La crisi dell’umanità, aperta dalla pandemia, ci ha risucchiato in un vortice di incertezze, ci ha condotto in un labirinto disincantato e ha svelato che la nostra smisurata fiducia nella scienza è in realtà un colosso dai piedi d’argilla; ma nello stesso tempo la crisi ci ha posto di fronte a delle scelte e ha manifestato la nostra capacità di reagire, rivelando la speranza in un futuro più responsabile attraverso una vita più solidale. Per tutte queste ragioni è necessario mantenere questo barlume di speranza e ripartire dal futuro.

Adesso è arrivato il tempo di recuperare lo spazio fisico del dialogo, è necessario recuperare lo spazio della vita pubblica attraverso praxis e lexis.
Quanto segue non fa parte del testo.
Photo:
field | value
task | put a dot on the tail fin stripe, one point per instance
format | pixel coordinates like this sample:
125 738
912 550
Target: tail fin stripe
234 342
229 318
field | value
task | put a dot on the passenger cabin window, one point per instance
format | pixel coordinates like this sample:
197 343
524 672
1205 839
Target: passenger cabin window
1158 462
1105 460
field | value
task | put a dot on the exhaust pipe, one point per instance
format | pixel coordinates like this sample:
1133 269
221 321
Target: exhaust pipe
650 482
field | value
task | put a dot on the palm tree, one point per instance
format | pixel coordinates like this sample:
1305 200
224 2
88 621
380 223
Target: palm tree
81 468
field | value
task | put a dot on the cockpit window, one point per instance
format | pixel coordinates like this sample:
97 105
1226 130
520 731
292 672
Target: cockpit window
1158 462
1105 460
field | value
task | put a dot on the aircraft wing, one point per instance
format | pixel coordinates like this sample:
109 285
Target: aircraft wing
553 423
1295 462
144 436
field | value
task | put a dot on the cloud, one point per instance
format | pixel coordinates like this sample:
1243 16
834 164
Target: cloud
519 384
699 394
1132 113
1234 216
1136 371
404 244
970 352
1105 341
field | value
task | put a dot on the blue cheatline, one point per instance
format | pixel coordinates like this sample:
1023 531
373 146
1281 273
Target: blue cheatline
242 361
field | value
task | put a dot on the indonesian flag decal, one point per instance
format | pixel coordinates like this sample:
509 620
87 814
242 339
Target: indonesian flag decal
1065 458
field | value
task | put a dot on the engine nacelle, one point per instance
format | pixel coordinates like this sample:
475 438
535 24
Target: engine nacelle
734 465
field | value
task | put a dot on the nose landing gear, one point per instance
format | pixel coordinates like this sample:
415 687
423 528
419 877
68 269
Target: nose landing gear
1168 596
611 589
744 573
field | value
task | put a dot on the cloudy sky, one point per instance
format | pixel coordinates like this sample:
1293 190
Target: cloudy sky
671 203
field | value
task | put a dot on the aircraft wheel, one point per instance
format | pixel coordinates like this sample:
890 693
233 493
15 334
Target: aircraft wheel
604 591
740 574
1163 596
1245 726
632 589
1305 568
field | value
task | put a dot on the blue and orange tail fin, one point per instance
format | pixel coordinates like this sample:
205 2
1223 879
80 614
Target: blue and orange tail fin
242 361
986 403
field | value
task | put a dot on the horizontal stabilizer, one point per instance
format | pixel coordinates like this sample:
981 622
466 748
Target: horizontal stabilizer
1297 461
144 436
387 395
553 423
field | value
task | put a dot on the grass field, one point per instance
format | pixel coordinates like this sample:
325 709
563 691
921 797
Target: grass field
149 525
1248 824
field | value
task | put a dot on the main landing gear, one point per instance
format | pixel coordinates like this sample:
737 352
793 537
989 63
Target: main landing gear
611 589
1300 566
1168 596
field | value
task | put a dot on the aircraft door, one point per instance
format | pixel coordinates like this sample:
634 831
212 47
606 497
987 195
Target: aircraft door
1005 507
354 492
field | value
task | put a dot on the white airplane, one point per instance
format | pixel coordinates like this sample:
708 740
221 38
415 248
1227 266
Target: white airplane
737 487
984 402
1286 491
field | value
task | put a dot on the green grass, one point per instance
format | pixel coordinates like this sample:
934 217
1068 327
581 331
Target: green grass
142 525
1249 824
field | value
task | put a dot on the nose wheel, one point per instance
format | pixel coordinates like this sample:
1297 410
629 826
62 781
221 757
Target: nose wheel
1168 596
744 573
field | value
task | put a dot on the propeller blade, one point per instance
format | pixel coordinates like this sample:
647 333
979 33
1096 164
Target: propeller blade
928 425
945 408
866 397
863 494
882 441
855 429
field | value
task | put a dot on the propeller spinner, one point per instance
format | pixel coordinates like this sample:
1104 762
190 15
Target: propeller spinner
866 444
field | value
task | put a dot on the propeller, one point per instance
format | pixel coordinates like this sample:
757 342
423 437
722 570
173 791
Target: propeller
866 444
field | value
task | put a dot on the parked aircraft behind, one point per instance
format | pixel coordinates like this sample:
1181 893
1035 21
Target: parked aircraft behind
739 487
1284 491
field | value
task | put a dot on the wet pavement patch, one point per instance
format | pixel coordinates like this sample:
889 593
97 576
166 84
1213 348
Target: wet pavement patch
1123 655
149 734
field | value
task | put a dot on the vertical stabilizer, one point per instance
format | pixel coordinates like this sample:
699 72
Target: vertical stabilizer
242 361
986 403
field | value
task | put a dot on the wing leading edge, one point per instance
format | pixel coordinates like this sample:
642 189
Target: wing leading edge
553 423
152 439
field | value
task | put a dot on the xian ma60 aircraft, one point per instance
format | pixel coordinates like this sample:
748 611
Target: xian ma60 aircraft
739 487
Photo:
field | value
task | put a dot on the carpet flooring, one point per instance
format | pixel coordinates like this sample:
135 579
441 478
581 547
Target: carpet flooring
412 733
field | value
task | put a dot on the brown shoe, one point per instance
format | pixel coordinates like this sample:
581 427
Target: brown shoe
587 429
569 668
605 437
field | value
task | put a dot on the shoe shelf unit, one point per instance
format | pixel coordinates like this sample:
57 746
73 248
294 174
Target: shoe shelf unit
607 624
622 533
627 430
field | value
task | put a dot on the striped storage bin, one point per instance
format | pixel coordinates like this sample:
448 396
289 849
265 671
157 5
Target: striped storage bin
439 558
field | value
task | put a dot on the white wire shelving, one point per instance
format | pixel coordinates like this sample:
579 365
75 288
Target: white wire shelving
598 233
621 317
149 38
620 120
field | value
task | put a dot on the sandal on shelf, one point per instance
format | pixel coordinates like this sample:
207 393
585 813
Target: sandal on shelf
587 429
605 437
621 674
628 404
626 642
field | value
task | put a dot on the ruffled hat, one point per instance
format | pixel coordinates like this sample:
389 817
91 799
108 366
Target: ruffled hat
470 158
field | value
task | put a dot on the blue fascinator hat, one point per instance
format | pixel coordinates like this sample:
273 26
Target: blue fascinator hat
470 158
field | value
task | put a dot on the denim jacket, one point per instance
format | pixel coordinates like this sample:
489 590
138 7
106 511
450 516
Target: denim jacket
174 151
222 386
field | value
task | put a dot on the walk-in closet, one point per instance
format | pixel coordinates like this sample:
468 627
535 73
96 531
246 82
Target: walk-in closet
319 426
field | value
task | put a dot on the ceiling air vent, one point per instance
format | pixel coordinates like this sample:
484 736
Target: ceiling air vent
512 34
È necessario recuperare lo spazio specifico dell’agorà senza lasciare che il tempo scoperto in isolamento sia trascorso invano.

Adesso è il momento di pensare a ciò che non è stato fatto in passato e realizzarlo nel futuro, è tempo di cogliere il kairos (καιρός), ossia afferrare l’opportunità del tempo attuale e ri-pensare il futuro.

È giunto il tempo di un nuovo confronto di idee, il tempo di nuove riflessioni, il tempo di nuovi pensieri espressi liberamente nei dibattiti pubblici delle piazze.

Un nuovo tempo opportuno, da dedicare al dialogo e al confronto delle idee, si trova nello spazio pubblico offerto dalla rassegna culturale Agorà, il festival del pensiero giunto alla sua terza edizione che si svolgerà a settembre, nei giorni 11-12-13, nella città di Omegna.

Agorà nasce da un’idea dell’assessora alla cultura del Comune di Omegna Sara Rubinelli e si avvale della collaborazione della Società Filosofica Italiana sez VCO e dell’Associazione Psicologi del VCO.

Il tema di questa edizione sarà dedicato a: “Il tempo futuro”, argomento sviluppato attraverso gli interventi di docenti universitari, antropologi, psicologi e filosofi che tratteranno la questione del futuro delle donne, il futuro delle nuove generazioni, il futuro dell’umanità, il futuro della cultura, dell’ambiente e dell’etica post pandemia.

È tempo di ripartire dalla cultura, è tempo di confrontarsi con gli intellettuali, relazionarsi attraverso le parole e i discorsi opportuni nello spazio pubblico.

È tempo di ritornare a essere attori e riappropriarsi della parola, discutendo e argomentando in mezzo agli altri nel libero confronto pubblico.

Il filosofo Giulio Giorello, anch’egli vittima della pandemia, affermava che: “La sfida attuale della filosofia è essere un elemento di contatto, di conoscenza, anche di stimolo polemico, tra culture, civiltà ed esperienze”.